The important thing is that the feed is fresh and meets the minimum nutritional levels for adequate performance at a price you are willing to pay.
"Corn Free", "Soy Free", and "Organic" are largely marketing, they have little if anything to do with the adequacy of the feed.
Not to stir the pot, but the research on the health effects of soy (see
the CA Teacher's Study, the largest, longest duration, human food trial in history) is "complicated". Its clearly of benefit to some - and clearly a risk to others with certain health conditions.
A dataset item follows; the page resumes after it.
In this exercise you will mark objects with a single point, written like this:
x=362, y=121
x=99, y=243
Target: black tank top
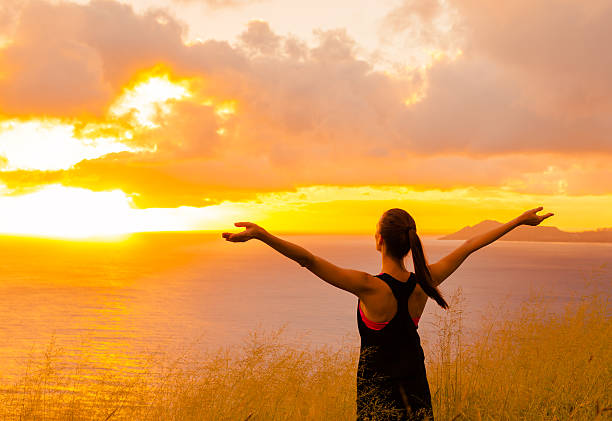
x=395, y=350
Plenty of people who know just enough to show their ignorance will claim, "but phytoestrogens!". Yes, Soy contains phytoestrogens in significant amount. So does flax, sesame, wheat, barley, alfala, lentils, beans, and in more moderate amounts, rice, and a number of fruits and veggies. But only soy gets the bad rap, almost as if its reputation has nothing to do with its nutrition.
Otoh, Soy is one of the only essentially complete proteins in the plant world - Soy meal is among a bare few of low fat, high protein, reasonable cost ingredients for animal feed (such as chickens) which has a high methionine level. Met is the #1 most critical limiting amino acid in a chicken's diet, and its difficult to find elsewhere without using aimal ingredients. So difficult, in fact, that synthetic methionine (appears as DL-Methionine on the feed label) can be added to feed while maintaining its "Organic" designation.